Yuva denilince akla ilkin kuşlar gelir…Kırlangıç, serçe, bülbül, keklik yalnızca birkaç örnektir. Daha sonra yılan yuvası, ayı ini ve diğerleri sayılabilir.
Marifet mandanın işi-gücü bırakıp söğüt dalına yuva yapması!
Nedendir bilinmez ama, yuva için o koca cüsseli manda söğüt dalını seçmiş; varsın insanoğlu düşünüp dursun demiş, sanırım.
Kedinin şeftali dalına tutunması, mandanın söğüt dalına yuva örmesi insandan arınmış doğayı önceleyen bir durum değil de nedir ki?
Kedi, varsın bakınıversin keyfince.

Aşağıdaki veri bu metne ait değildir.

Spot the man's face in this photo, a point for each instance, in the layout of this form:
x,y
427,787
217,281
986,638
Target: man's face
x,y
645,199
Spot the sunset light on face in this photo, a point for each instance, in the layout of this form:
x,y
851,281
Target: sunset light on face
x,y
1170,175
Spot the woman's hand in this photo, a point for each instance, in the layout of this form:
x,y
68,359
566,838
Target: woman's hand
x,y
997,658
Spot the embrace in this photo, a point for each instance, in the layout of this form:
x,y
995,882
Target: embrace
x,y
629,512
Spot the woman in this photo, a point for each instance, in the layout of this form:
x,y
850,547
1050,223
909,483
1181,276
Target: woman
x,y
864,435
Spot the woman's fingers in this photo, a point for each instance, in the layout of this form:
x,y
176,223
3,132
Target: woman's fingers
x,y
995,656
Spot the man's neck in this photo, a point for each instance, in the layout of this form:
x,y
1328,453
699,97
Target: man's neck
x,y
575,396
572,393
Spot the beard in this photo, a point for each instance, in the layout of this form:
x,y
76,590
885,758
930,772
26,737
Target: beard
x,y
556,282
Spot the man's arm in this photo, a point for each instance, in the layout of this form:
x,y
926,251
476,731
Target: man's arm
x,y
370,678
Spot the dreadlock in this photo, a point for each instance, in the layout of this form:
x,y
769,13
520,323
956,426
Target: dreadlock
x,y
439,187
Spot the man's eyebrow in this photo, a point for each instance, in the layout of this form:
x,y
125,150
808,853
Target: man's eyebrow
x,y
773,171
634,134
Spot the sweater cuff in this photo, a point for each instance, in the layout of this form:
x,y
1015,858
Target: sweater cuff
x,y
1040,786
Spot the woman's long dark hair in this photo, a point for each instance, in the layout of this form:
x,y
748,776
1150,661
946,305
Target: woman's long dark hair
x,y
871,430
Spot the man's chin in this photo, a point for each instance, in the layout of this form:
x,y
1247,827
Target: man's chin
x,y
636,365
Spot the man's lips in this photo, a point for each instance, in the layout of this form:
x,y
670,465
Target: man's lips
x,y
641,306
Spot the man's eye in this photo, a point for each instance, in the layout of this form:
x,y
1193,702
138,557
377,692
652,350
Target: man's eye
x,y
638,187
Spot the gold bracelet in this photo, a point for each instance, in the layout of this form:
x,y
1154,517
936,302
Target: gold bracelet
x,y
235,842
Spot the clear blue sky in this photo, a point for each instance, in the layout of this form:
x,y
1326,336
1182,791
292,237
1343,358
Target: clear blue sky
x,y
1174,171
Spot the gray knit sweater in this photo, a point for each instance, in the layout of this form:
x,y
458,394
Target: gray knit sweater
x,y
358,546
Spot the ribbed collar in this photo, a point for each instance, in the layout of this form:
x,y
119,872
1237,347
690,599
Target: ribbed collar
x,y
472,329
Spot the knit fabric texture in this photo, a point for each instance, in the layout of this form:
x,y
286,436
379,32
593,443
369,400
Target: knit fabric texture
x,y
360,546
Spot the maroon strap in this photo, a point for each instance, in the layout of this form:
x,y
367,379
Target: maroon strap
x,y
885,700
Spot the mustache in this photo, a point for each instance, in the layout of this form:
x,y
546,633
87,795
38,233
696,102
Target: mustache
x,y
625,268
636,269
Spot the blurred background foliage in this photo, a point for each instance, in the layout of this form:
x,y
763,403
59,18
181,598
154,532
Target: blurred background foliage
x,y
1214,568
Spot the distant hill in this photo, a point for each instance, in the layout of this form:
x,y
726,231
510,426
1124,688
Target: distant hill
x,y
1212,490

Manda yuvasını yapıversin, söğüt dalına.
Yazık ki, biz karantina altındayız. Orada gün tüketiyor, zaman doğruyoruz.
Şiir dediğince;
…………..
“erik dalından beklerken
körpe bahar muştusunu

güz sağanaklarına tutuldu
kevgirden
bozma
tenimiz”
……………… (M.A)

Başa dönecek olursak…
Evet, başa dönecek olursak kedi, şeftali dalı, erik dalı, yuva, manda figürleri karşımıza çıkar.
Gürül gürül akan doğa, badem çiçekleri ve her dem yeşil gülen çam ormanları, selvi boyları…
Bir kaçıştır belki, mandanın bataklıktan kurtulup söğüt dalına yuva yapması.
“Bir musibet bin nasihata bedeldir” beylik söz yüzleşmeyi anımsatır.
Anımsayalım…
Görme yeteneğini kaybeden dilenci ne diyordu?
“Bahar geliyor, ama ben onu göremeyeceğim.”